P. Whitlock Cobb '50
Cobb, one of Davidson's finest multi-sport athletes, was named Southern Conference Athlete of the Year in 1950 and is a member of the North Carolina Sports Hall of Fame. He was a four-year starter in basketball and captain of the 1950 team. He was a four-year starter in tennis and teamed with Bo Roddey to win the Southern Conference doubles championship in 1950. Cobb also earned four letters in track, giving him a total of 12 varsity letters.
|Fred B. Hetzel '65|
The first consensus All-American in basketball at Davidson, Hetzel was the first Davidson player to score more than 2,000 points (2,032) in his career and set school records for most points (53) and rebounds (27) in a game. He led Davidson to national Top 10 rankings in 1964 and 1965. He was the key player on Davidson's first three 20-win seasons. Three times he was named Southern Conference Basketball Player and Athlete of the Year. Hetzel was a first round NBA draft pick of the San Francisco Warriors and played seven professional seasons.
Johnny Mackorell '35
A star halfback on Davidson's football team, Mackorell was named in 1934 to the Associated Press Little All-American team, making him Davidson's first official All-American. He is the only Davidson football player named All-American and is a member of the North Carolina Sports Hall of Fame. Mackorell was captain of the 1934 Davidson football team and led the 1933 baseball team to the Big Five championship. He played professional football for the New York Giants in 1935.
Tommy L. Peters '45
Many consider Peters the greatest athlete to play at Davidson. He earned four letters (football, basketball, baseball, track) during the 1942-43 seasons. Basketball was his best sport and he averaged 17.5 points to lead the Southern Conference in scoring in 1943. In baseball he was considered a major league prospect. Sadly, Peters died in World War II after playing only one year at Davidson. Davidson's highest athletic award is presented in Peter's honor. The Tommy Peters Award is given each year to the Davidson male athlete who best exemplifies the Davidson spirit in intercollegiate athletic competition.
Oliver F. Roddey '50
Roddey won more state tennis championships than any other male player in North Carolina. He was a junior champion at age 14 and later ranked No. 1 in the South for men. He played No. 1 at Davidson four years and won the Southern Conference singles and doubles championships in 1950. He's one of the original members of the North Carolina Tennis Hall of Fame. Roddey was undefeated in North Carolina tournaments (1947-52) and the first North Carolinian named to the Junior Davis Cup Team in 1948.

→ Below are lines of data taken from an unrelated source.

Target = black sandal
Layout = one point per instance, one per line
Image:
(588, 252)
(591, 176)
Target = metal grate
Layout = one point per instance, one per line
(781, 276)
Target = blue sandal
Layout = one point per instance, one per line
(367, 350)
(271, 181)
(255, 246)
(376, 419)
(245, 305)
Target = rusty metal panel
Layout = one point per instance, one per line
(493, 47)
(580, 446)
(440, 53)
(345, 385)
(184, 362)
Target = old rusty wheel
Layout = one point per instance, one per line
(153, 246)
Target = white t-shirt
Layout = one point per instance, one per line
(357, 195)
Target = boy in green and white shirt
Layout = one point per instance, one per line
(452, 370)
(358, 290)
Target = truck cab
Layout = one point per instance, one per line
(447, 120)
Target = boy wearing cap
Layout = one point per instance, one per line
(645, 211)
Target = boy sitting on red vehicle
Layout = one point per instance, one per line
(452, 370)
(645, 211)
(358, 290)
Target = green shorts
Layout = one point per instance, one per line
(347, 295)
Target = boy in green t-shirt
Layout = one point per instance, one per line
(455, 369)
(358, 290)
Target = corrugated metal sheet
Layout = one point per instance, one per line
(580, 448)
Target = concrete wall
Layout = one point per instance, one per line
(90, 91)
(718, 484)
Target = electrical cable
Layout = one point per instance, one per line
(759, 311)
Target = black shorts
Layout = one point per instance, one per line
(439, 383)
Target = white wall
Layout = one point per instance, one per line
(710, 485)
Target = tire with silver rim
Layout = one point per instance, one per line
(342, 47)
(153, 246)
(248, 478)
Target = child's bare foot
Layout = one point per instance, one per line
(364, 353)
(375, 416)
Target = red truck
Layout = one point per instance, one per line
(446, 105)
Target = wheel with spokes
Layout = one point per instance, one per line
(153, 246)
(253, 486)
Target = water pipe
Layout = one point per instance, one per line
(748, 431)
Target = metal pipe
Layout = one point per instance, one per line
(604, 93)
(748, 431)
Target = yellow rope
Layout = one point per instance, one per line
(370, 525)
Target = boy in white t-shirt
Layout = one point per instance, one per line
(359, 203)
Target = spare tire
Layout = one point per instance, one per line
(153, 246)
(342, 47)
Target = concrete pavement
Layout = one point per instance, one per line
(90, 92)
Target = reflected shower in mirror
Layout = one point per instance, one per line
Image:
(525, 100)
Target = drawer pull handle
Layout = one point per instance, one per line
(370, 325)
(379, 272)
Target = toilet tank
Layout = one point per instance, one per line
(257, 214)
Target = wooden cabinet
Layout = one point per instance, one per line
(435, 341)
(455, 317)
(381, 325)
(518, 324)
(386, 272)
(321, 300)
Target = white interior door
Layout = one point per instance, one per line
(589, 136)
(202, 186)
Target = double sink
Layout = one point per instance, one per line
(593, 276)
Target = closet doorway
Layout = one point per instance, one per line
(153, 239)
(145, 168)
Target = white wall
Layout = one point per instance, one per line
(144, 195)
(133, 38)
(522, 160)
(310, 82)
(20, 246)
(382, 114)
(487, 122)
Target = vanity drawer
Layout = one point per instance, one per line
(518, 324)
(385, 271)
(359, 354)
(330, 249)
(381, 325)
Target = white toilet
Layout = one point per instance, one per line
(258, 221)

A 1930 graduate of Kansas State Teachers College, Scott was the first non-Davidson Hall of Fame inductee. Davidson College enjoyed many of its greatest athletic achievements with Dr. Tom Scott as Director of Athletics from 1954 until 1975. He was golf coach of five Southern Conference champions and hired Charles G. "Lefty" Driesell, who guided the Wildcats to national Top 10 rankings and three NCAA bids in nine seasons. Dr. Scott served as chairman of the prestigious NCAA Basketball Committee and helped bring many NCAA events to North Carolina, including the 1974 and 1984 Final Four. Scott died in 1993, and each year the Davidson Athletic Foundation holds a golf tournament in his name to honor one of great contributors to Davidson athletics.
Richard J. Snyder '66
Snyder led Davidson to its first Southern Conference basketball championship and NCAA playoff bid in 1966. That same year he was first team All-American, Southern Conference Athlete of the Year and Basketball Player of the Year. Snyder also starred in baseball for the Wildcats. He was chosen high in the NBA draft and played 13 professional seasons. Snyder ranked 17th in NBA career scoring when he retired.
A. Heath Whittle '30
Whittle starred at Davidson in track and once scored 25 points in a single meet. In 1928 he tied the World record in the 70-yard indoor hurdles in a meet at West Virginia. Whittle was track and cross country coach at Davidson from 1930 until 1972 and served the Wildcats as Assistant Director of Athletics. One of Whittle's inventions - the Freshman Cake Race - is still part of Davidson's tradition. Whittle also was selected as a member of the Helms Athletic Foundation Track and Field Hall of Fame.